Duan Chen asintió; eso era precisamente lo que quería decir. Esas marcas de látigo, al igual que esa tetera de té envenenado, parecían reflejar resentimiento.
Xiao Changqing se tocó la barbilla y tarareó dos veces: "Así que debe haber un rencor personal para justificar un acto tan cruel". Mientras hablaba, Xiao Changqing miró a Duan Chen con ojos brillantes: "Chica, ¿adivinaste que era Yue Yiyi solo con eso?".
Duan Chen soltó una risita: "¿Cómo es posible?". Solo estaba especulando, no era adivina. ¿Cómo podía sospechar directamente de Yue Yiyi con una pista tan insignificante?
“Me he reunido con Li Lingke dos veces. La información que me dio es que ató a la persona y fue él quien llevó el cuerpo de vuelta a la habitación”, continuó explicando Duan Chen. “Lo que nunca he podido entender es cuál era su propósito al hacer esto. No fue hasta anteanoche, cuando vi a Yue Yiyi entrar cojeando en la habitación, con Yue Linran sosteniéndola todo el tiempo, que finalmente lo comprendí un poco”.
Al oír la frase "la ató", Liu Yichen no pudo contenerse. Sus ojos brillaron con furia y apretó los dientes, murmurando aparentemente el nombre de Li Lingke. Duan Chen lo miró, aparentemente indeciso, hizo una pausa y luego continuó: "El segundo maestro Liu sabe que la señorita Lou y yo peleamos frente a la casita de madera en el huerto de ciruelos aquella mañana. Durante la pelea, la señorita Lou no dejaba de atacar con su látigo. Yo no tenía arma y no tenía intención de enfrentarme a ella, así que solo me defendí y no ataqué, luchando y retrocediendo hasta que la sacaron de allí. Su látigo seguía bajo el ciruelo frente a la casita de madera aquella mañana. En ese momento, Li Lingke debería haber estado dentro de la casita de madera".
Liu Yichen escuchó en silencio hasta la última frase, cuando su expresión se ensombreció repentinamente. Duan Chen dejó de hablar y no continuó, ni los demás respondieron. Los labios de Liu Yichen se tensaron y, tras un largo rato, susurró: "¿Cuándo lo supo la señorita Duan?".
La pregunta pareció abrupta, pero Duan Chen estaba preparado y respondió con calma: "Después de caer al lago".

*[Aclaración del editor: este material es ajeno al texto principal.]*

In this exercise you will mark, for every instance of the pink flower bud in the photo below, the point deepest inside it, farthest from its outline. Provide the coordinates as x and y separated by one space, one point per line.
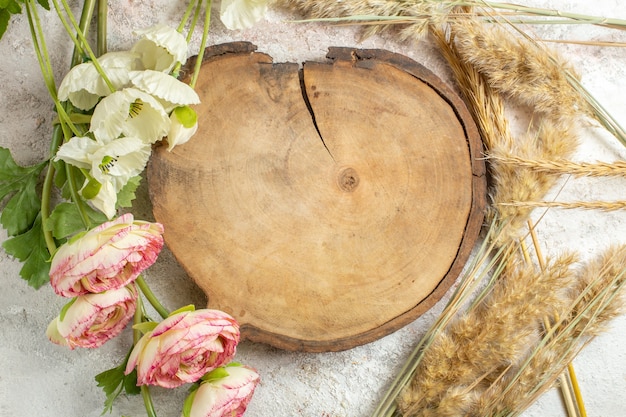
107 257
90 320
184 347
225 397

Todos los presentes eran personas inteligentes, y tras reconstruir los hechos, todos intuyeron lo esencial. La habilidad de Li Linge para moverse libremente por la mansión como si fuera su propia casa no pareció sorprendente a primera vista. Las habilidades de este hombre eran como las de un fantasma, apareciendo y desapareciendo sin dejar rastro. Independientemente de cómo logró infiltrarse en la Mansión Wanliu, encontrar un lugar donde esconderse y luego aprovechar la oportunidad para robar cuatro armas, entregándoselas a Deng Dingbo y su compañero para que pudieran asesinar en secreto a Fang Wenli y a los hombres restantes, cumpliendo así su papel de sembrar la discordia.
Sin embargo, si unimos los puntos, descubrimos que, aunque Li Linke es muy hábil, parece actuar con demasiada facilidad; y aunque Duan Chen y los demás actúan con franqueza, parece saber demasiado. La única explicación razonable es que Li Linke tiene a alguien en la Mansión Wanliu. Y el estatus de esta persona no es en absoluto inferior al de Liu Yichen.
La razón por la que el rostro de Liu Yichen se ensombreció al oír esas palabras fue porque sabía que la casa de madera en el bosquecillo de ciruelos siempre había sido una zona prohibida de la Mansión Wanliu, y que nadie, excepto él y su padre, tenía derecho a entrar. La presencia de Li Lingke en esa casa de madera era prueba suficiente de que no había mentido antes y de que el Viejo Maestro Liu estaba, en efecto, bajo las órdenes de la gente de Xia Occidental.